Tu vois, une arme, c’est mieux que BIEN : c’est un objet BON, les héros, les casques bleus et les gardiens de la paix en portent. Et on pourrait même ajouter que le premier chasseur, celui qui a transformé le singe en humain, a commencé sa carrière en affutant son javelot. Et toc.

On peut aller encore plus loin, on ne se gêne pas pour le faire, et affirmer que les armes ne tuent que ceux qui n’en ont pas. En vertu de quoi, ça devrait être obligatoire. Paf.

Voilà, on peut facilement se convaincre du bien-fondé de l’existence des armes à feu : c’est beau, c’est bon, c’est bien.

Il suffit juste de faire abstraction que ça sert à tuer.


Concluons : c'est de la merde

Nous tolérons tout naturellement que nos policiers, nos soldats, nos chasseurs soient armés. Un peu moins nos délinquants mais ça c’est autre chose. Nous avons besoin d’armes. Pour défendre les banques, pour tuer la viande, ou pour se détendre le dimanche. Même si nous n’en avons jamais utilisé, même si nous ne comptons jamais le faire, chacun d’entre nous admet comme une évidence leur existence et leur usage.

Et bien je ne suis pas d’accord.

En matière de valeurs humaines, je propose qu’on mette le taquet toujours aussi haut que possible, que l’on s’accorde l’absolu, la totale, la croyance ferme et entière qu’il y a des choses qu’on ne peut pas faire.

Ces choses qu’on ne peut pas faire, évidemment, sont fondamentales (j’entends par « fondamentales » que dessiner des prophètes n’en fait pas partie) et attachées à des valeurs non moins fondamentales : la vie, l’intégrité physique, la propriété. Ces actes qu’on ne peut pas faire sont tuer, violer, voler, pris au sens large de leur appréciation.

Ces trois interdits me paraissent fondamentaux et universels. J’ai envie de pinailler pour la propriété, mais on s’en fout, celui-ci est hors-débat.

Une arme sert essentiellement à accomplir les deux premiers de ses actes qui me semblent sainement inconcevables. Tuer, menacer, blesser et ainsi s’offrir toutes sortes de nouvelles possibilités jouissives extorquées sur la liberté de vivre d’autrui, si ce n’est pas le but premier de celui qui lève une arme, c’est son second.

Des millions et des millions d’armes (875 millions selon Amnesty International en 2012) circulent à travers le monde. Leur commerce est des plus opaques, ce qui à la fois s'explique par et en ajoute à cette immoralité intrinsèque. Ce sont des animaux infidèles : elles passent de mains en mains, servent une armée puis une autre, se retournent contre leurs propriétaires. Leur industrie et leur utilisation est lourde, polluante, mais Ô combien rémunératrice, si l’on sait entretenir un état de guerre permanent.

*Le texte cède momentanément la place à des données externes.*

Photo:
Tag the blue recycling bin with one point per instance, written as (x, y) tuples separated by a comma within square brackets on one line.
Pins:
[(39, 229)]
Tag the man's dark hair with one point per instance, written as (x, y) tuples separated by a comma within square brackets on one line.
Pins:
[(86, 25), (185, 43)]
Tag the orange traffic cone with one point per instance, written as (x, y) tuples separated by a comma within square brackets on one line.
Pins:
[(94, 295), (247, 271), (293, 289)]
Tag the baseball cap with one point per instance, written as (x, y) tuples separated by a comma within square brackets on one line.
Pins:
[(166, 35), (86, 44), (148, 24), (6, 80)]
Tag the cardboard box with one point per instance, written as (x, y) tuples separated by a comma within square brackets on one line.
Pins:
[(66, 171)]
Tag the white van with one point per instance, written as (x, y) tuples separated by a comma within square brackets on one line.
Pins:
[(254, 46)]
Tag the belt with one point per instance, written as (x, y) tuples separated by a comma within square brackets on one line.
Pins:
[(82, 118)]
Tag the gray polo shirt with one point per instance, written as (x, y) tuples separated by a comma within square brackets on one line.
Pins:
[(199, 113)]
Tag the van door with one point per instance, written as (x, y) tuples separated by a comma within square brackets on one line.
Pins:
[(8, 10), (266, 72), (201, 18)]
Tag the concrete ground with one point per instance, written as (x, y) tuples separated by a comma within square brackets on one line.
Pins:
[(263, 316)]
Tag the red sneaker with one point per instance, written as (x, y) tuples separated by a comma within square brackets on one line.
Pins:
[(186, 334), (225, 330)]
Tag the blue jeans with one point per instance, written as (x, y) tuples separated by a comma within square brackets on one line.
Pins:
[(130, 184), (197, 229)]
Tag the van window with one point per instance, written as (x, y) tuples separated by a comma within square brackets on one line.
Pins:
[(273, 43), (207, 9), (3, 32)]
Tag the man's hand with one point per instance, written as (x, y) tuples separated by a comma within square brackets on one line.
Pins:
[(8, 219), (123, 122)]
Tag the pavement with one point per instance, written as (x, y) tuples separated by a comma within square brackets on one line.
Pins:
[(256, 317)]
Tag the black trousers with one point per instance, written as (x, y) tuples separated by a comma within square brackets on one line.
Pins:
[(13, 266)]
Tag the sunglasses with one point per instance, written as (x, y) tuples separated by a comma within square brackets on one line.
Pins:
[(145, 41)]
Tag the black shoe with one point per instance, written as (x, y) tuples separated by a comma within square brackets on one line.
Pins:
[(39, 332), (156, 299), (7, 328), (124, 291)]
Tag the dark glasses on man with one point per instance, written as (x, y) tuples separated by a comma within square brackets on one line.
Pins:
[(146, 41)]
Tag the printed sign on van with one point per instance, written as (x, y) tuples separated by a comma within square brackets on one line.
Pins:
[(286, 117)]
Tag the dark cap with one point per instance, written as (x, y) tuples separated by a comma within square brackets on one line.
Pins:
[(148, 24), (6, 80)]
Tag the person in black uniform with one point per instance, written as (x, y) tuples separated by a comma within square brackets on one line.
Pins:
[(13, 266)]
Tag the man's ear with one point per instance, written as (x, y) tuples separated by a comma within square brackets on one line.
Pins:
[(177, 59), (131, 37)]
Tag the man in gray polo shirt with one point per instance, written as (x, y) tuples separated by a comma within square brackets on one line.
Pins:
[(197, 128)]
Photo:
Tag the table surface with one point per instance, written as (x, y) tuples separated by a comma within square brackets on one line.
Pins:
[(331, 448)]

N’en jetez plus. Cet objet tire l’humanité vers le bas, carrément. Il autorise par sa simple existence des monstruosités qui te glacent à 20 heures dans le journal, mais te divertissent sur grand écran. Tu oublies, tu t’habitues, tu sais bien que le monde tourne comme ça. Le meurtre est un non-évènement. On n’est pas des bisounours, quoi.

Revenons au Desert Eagle : certes c’est un objet, il n’a pas d’intentions propres, mais il a été construit dans un but, je me demande donc : quelle est sa raison d’être, si ce n’est de provoquer une mort violente de manière spectaculaire ? Est-ce que c’est pas un tout petit peu un problème ?

Enfermée dans une boîte, une arme, pistolet, revolver, fusil, mitrailleuse, bazooka, char, ne serait un danger pour personne. Il suffirait juste qu’un mec qui n’a pas croisé le bon calibre de munitions n’ouvre pas la boîte. Fastoche.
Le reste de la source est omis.